I used a scraper to get comments from Facebook. Unfortunately, it converted the Umlaute "Ä" "Ü" "Ö" in German to UTF-8 literals such as "\xc3\xb6". I tried now different approaches to reconvert the files but unfortunately none of the things I have done, were successful.
for file in glob.glob("Comments/*.csv"):
rawfile=csv.reader(open(file,"rU", encoding = "ISO-8859-1"))
new_tablename=file +"converted"
new_table=csv.writer(open("%s.csv" % (new_tablename),"w"))
for row in rawfile:
for w in row:
a=str(w)
b=a.encode('latin-1').decode('utf-8')
print(b)
new_table.writerow(row)
Another approach was creating a dictionary with all the literals and the German characters but this approach did not work either.
import csv, glob, re
print("Start")
converter_table=csv.reader(open("LiteralConvert.csv","rU"))
converterdic={}
for line in converter_table:
charToFind=line[2]
charForReplace=line[1]
print(charToFind+" will be replaced by "+charForReplace)

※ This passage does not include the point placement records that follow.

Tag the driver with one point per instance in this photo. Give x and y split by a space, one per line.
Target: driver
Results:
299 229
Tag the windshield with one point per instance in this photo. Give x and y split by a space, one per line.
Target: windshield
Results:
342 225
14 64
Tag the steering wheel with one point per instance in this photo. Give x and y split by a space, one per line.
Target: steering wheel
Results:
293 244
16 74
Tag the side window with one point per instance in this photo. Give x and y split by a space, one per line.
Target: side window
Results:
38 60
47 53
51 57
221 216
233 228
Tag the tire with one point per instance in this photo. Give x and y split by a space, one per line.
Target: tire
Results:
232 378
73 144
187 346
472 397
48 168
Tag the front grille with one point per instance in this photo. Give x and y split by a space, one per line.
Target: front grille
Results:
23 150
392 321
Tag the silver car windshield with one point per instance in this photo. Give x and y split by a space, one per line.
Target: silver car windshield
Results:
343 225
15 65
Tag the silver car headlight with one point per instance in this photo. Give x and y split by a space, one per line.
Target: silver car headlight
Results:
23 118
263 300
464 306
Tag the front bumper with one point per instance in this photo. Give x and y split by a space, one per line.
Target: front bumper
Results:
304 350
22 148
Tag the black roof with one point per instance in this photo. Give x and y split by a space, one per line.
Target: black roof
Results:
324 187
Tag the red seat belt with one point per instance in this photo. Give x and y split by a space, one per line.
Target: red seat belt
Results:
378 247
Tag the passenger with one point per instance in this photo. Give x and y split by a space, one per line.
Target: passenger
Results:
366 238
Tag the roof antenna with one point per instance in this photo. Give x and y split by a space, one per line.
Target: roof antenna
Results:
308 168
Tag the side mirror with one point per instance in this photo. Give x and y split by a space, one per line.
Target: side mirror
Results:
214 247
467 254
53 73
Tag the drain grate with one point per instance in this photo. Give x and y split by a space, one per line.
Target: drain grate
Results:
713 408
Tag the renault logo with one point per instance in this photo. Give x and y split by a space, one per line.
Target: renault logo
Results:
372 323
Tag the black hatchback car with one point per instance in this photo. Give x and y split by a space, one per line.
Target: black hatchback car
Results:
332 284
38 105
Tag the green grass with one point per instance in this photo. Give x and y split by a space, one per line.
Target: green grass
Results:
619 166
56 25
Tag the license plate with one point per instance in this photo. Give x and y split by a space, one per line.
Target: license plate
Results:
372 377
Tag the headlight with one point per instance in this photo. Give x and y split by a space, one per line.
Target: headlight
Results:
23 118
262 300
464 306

converterdic[charToFind] = charForReplace
print(converterdic)
for file in glob.glob("Comments/*.csv"):
rawfile=csv.reader(open(file,"rU", encoding = "ISO-8859-1"))
print("opening: "+ file)
new_tablename=file +"converted"
new_table=csv.writer(open("%s.csv" % (new_tablename),"w"))
print("created clean file: " + new_tablename)
for row in rawfile:
for w in row:
#print(w)
try:
w.translate(converterdic)
except KeyError:
continue
new_table.writerow(row)
However, the first solution works fine, if I just do:
s="N\xc3\xb6 kein Schnee von gestern doch der beweis daf\xc3\xbcr das L\xc3\xbcgenpresse existiert."
b = s.encode('latin-1').decode('utf-8')
print(b)
But not when I parse in the string from a file.